社命によって転勤を命ぜられた夫が1人で転居するケースです。子どもの進学や受験、妻の就労など、今の環境を変えたくない場合などによくあるケースです。
この場合には、債務者である夫本人が単身赴任している間も転勤から戻ってきた後も住宅ローン控除を適用することができます。適用期間は原則2030年までの10年間です。
住宅ローンを途中で借り換えた場合
住宅ローン控除の適用期間10年の間に、当初契約した住宅ローンよりも低い金利の住宅ローンに借り換えを行うこともあり得るでしょう。金利の低い住宅ローンへの借り換えを行うことで、毎月の返済額が軽減され、利息を含めた総返済額も節約できる可能性があります。
この場合には、新たに借り換えた住宅ローンが当初の住宅ローンの返済のためのものであることが明らかであり、かつ、新たな住宅ローンの返済期間が10年以上であることなどが住宅ローン控除適用の条件となります。
そして、住宅ローン控除の適用期間は、あくまでも当初の住宅ローンによる控除期間と合わせて10年間の適用となるため、2030年までが適用期間となります。
住宅ローンを繰り上げ返済した場合
住宅ローンを返済する上で、繰り上げ返済は利息の負担を軽減する有効な手段です。
特に、まとまった資金を利用して繰り上げ返済する場合には、利息の軽減効果が大きいといわれる「返済期間短縮型」の繰り上げ返済が利用されます。

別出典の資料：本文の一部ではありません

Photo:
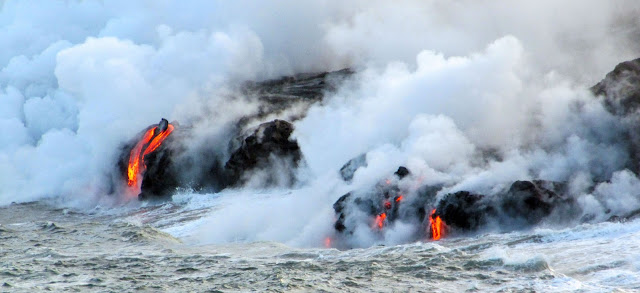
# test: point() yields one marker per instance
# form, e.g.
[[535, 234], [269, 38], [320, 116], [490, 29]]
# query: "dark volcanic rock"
[[385, 198], [171, 166], [621, 88], [402, 172], [465, 210], [620, 93], [349, 169], [268, 142]]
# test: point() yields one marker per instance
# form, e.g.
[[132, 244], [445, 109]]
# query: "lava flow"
[[150, 142], [380, 220], [437, 226]]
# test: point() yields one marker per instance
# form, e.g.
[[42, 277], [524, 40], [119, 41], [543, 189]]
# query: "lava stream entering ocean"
[[437, 226], [150, 142]]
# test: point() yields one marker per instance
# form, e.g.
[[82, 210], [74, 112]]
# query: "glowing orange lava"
[[148, 143], [380, 220], [437, 226]]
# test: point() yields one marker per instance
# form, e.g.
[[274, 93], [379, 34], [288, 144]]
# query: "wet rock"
[[268, 142], [464, 210]]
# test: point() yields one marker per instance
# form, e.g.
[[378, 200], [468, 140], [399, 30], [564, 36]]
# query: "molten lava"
[[150, 142], [437, 226], [380, 220]]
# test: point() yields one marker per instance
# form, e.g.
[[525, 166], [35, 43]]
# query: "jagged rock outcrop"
[[621, 88]]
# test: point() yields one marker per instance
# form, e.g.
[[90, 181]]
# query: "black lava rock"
[[268, 142]]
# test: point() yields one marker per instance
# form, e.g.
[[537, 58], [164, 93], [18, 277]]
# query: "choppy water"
[[129, 249]]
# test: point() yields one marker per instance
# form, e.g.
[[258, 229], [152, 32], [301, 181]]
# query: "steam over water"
[[469, 95]]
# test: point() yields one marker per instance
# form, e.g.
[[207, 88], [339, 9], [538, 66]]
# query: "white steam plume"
[[440, 84]]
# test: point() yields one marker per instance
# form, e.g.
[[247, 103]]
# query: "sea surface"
[[148, 249]]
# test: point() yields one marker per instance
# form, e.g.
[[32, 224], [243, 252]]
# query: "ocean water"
[[149, 249]]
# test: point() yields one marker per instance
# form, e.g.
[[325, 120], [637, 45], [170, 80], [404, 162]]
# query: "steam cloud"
[[470, 94]]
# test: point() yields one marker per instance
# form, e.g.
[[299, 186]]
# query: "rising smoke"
[[469, 94]]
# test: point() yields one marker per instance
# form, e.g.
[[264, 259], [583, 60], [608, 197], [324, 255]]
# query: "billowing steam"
[[472, 95]]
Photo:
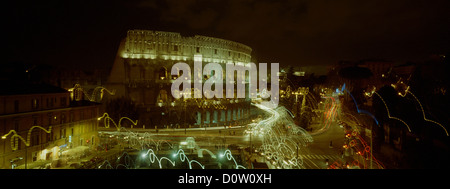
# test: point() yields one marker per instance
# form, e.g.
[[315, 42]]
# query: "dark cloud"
[[300, 32]]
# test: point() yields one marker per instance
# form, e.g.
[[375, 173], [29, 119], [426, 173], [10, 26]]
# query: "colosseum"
[[141, 72]]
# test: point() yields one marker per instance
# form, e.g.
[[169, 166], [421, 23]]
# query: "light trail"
[[15, 137], [423, 112], [389, 114], [118, 126], [281, 138]]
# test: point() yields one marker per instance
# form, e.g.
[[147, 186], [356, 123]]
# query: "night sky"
[[303, 33]]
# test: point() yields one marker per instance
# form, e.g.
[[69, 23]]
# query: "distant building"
[[23, 106], [142, 72]]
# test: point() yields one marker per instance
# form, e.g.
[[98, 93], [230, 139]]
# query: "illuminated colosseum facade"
[[141, 72]]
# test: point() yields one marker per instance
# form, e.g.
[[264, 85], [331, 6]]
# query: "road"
[[319, 150], [314, 156]]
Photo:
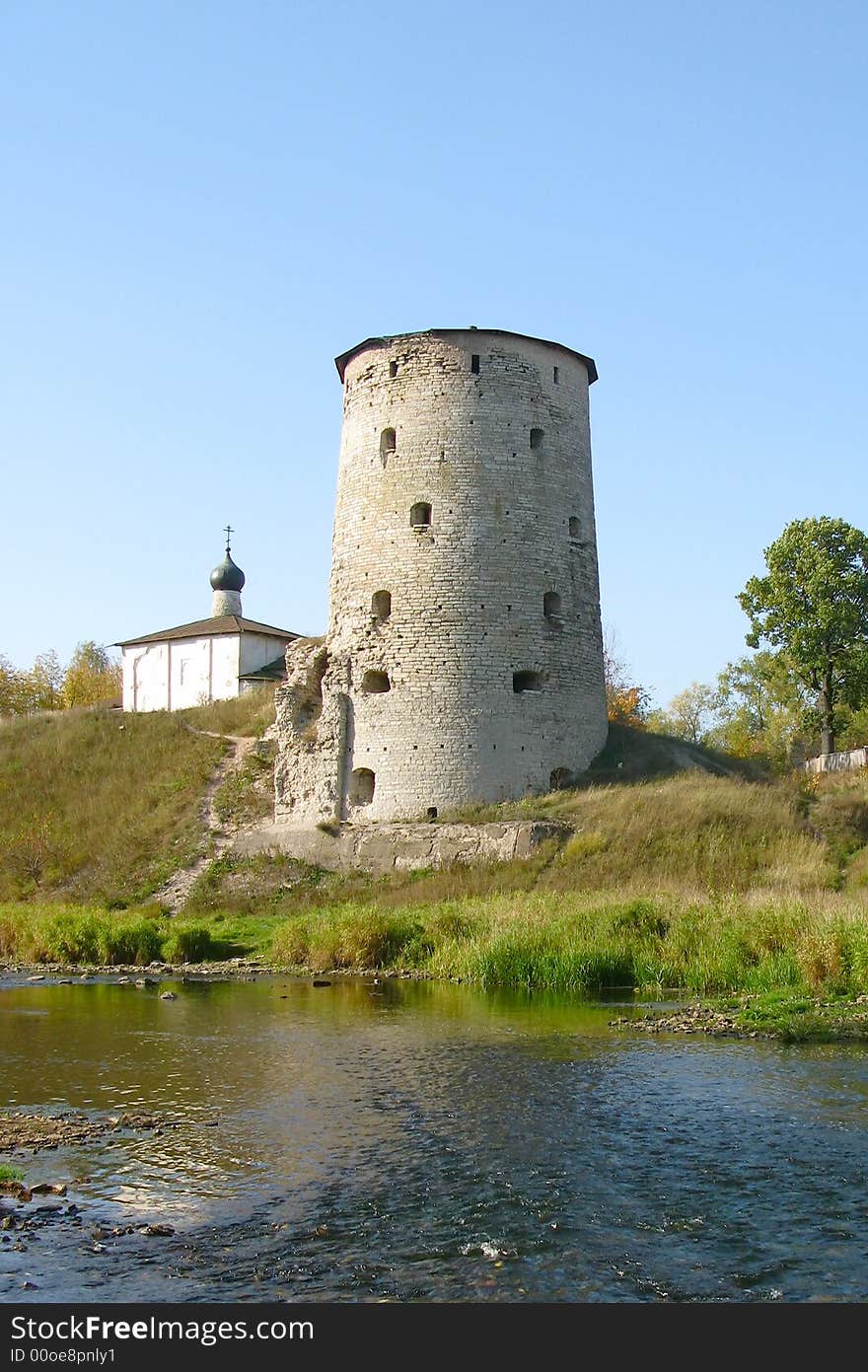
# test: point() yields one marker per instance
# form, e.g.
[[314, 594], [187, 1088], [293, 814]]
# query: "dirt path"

この場合に注意が必要なのは、繰り上げ返済により住宅ローンそのものの残りの返済期間が短縮されて10年未満となるような場合でも、返済当初から通算した返済期間が10年以上であれば、住宅ローン控除は引き続き適用できます。
ただし、住宅ローン控除の控除率は、住宅ローン年末残高の1%となっているため、繰り上げ返済によって控除できる額そのものが減少してしまうことも想定されます。
まとめ
そのほかにも自宅そのものを買い換えるケースなどもまれに想定されます。
この場合には、「居住用財産の買換え等の場合の譲渡損失の損益通算及び繰越控除の特例」と住宅ローン控除は併せて適用できる点を覚えておきましょう。
住宅ローン控除は、会社員にとって原則10年間という長期にわたり、税金の軽減や還付を受けることができる大変ありがたい制度です。転勤などに直面した場合には、その対応によって住宅ローン控除の適用も少し変わってきます。その時々の環境や家族との話し合いによって納得の上で対応していくことをお勧めいたします。